Mental Health and Wealth: Consequences

Over the past several weeks, the global news has been replete with examples of grim consequences leading to change within powerful systems.

This backdrop has amplified my awareness of the role consequences play in my clients’ journeys toward mental health and relational well-being.

Two examples in this regard include a middle-aged daughter with an undiagnosed bipolar disorder who ran through a 40 million Euro inheritance. Her parents acknowledged she started displaying elevated emotions starting in early adulthood, but lacked the clinical sophistication to get a proper mental health diagnosis by professionals more interested in her well-being than their money.

Mental Health and Wealth

Another example involved a 70-year-old financial savant whose malignant #narcissism led his wife of 42 years to file for a divorce. He felt the lavish lifestyle he afforded his wife entitled him to his rage and justified the humiliation his sexual infidelities caused her.

In contrast to people of moderate financial means who must deal with the negative consequences of their mental health disorders early in their trajectory, patients of #wealth can postpone and sidestep them for decades. They deny they exist. They rationalize them away. They project them onto others and rage out at anyone who dares to challenge their state of being. In the process, they postpone getting the care they need until the consequences of their conditions are acute and catastrophic.

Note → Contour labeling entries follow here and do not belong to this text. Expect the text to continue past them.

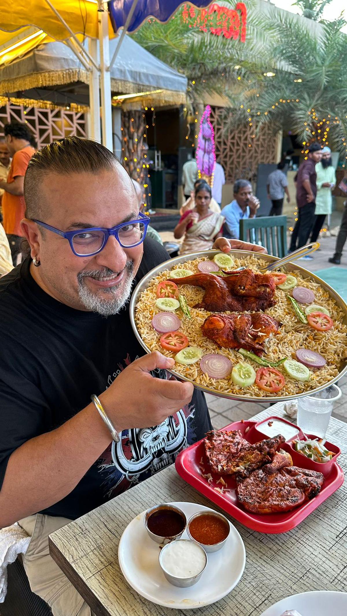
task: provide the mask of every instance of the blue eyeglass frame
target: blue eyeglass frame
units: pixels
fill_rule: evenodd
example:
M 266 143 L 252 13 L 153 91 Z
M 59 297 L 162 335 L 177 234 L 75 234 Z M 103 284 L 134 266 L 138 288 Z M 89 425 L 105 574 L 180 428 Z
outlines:
M 144 214 L 142 214 L 141 212 L 139 212 L 139 217 L 134 221 L 128 221 L 128 222 L 122 222 L 120 225 L 116 225 L 115 227 L 112 227 L 111 229 L 107 229 L 105 227 L 88 227 L 86 229 L 77 230 L 76 231 L 61 231 L 60 229 L 57 229 L 55 227 L 51 227 L 51 225 L 46 224 L 46 222 L 42 222 L 41 221 L 38 221 L 35 218 L 31 219 L 33 222 L 36 222 L 38 225 L 41 225 L 41 227 L 44 227 L 44 229 L 48 229 L 49 231 L 52 231 L 53 233 L 56 233 L 59 235 L 61 235 L 65 240 L 68 240 L 70 244 L 70 247 L 72 250 L 72 252 L 76 257 L 92 257 L 94 254 L 98 254 L 100 253 L 103 248 L 105 247 L 107 240 L 110 235 L 113 235 L 117 240 L 118 244 L 121 246 L 122 248 L 134 248 L 136 246 L 139 246 L 139 244 L 142 244 L 147 233 L 147 230 L 150 222 L 149 216 L 145 216 Z M 123 227 L 126 227 L 129 224 L 134 224 L 137 222 L 141 222 L 144 224 L 145 229 L 144 230 L 144 235 L 140 240 L 136 244 L 131 244 L 130 246 L 128 245 L 125 245 L 122 244 L 118 237 L 118 231 Z M 73 248 L 73 240 L 75 235 L 78 235 L 80 233 L 87 233 L 89 231 L 103 231 L 105 235 L 105 239 L 104 243 L 101 247 L 94 253 L 86 253 L 83 254 L 78 254 L 76 252 L 75 248 Z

Fortunately, there’s a growing awareness in the realm of #mentalhealth that an identity of wealth is one that deserves to be addressed through cultural competency and cultural humility. In this awareness, clinicians who work with individuals and families of wealth are becoming more proactive- and successful- in addressing the full range of mental health and relational disorders before they cause irreparable damage.

As I discuss in Fragile Power and other academic literature, the three distinct cultural markers of people of wealth consist of:

1.        Isolation.

2.        Suspicion of outsiders; and,

3.        Hyper agency (The ability to use one’s wealth to mitigate and eliminate discomfort and inconvenience).

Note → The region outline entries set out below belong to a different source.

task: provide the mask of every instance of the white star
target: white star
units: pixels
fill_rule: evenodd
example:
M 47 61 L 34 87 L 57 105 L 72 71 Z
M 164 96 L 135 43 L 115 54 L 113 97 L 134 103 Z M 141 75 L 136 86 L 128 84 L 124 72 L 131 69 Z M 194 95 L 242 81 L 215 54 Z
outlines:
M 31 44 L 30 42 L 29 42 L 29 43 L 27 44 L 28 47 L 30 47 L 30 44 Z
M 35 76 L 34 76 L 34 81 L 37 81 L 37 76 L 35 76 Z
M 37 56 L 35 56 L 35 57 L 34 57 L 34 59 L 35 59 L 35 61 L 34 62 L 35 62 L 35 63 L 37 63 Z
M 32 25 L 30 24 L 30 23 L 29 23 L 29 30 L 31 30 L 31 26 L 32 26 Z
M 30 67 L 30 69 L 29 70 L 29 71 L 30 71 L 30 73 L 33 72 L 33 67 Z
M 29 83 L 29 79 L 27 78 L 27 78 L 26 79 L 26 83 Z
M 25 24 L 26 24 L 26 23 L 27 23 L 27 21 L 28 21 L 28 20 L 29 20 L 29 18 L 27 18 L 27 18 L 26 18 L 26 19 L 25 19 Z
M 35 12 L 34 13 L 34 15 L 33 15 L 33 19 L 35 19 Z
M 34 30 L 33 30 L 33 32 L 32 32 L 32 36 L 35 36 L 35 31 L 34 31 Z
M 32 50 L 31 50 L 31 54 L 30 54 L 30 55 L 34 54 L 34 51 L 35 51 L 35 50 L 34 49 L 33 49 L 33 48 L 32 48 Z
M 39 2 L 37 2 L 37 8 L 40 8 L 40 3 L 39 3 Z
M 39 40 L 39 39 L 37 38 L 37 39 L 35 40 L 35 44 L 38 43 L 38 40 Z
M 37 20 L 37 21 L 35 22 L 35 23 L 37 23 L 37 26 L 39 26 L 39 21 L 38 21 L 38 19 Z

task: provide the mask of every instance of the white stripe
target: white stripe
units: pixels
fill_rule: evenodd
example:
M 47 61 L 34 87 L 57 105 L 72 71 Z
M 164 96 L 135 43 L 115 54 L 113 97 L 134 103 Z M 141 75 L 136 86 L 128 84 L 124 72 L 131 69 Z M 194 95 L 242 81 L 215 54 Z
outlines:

By addressing these cultural markers in the initial stages of client engagement, mental health professionals can meet their clients in the reality of the clients’ lives; and in the process, establish a reparative therapeutic alliance with them sooner rather than later.

It’s an art based on science that leads to exceptional clinical outcomes.

During this holiday season, let’s work to ensure #mentalhealthmatters for everyone, everywhere, at every point on the economic spectrum. In so doing we can ensure powerful people are their authority at optimal levels of mental health and relational functioning.

With warm holiday regards,

Dr. Paul

*The identifying details of these examples have been changed to protect the confidentiality of my clients and the integrity of our therapeutic relationship.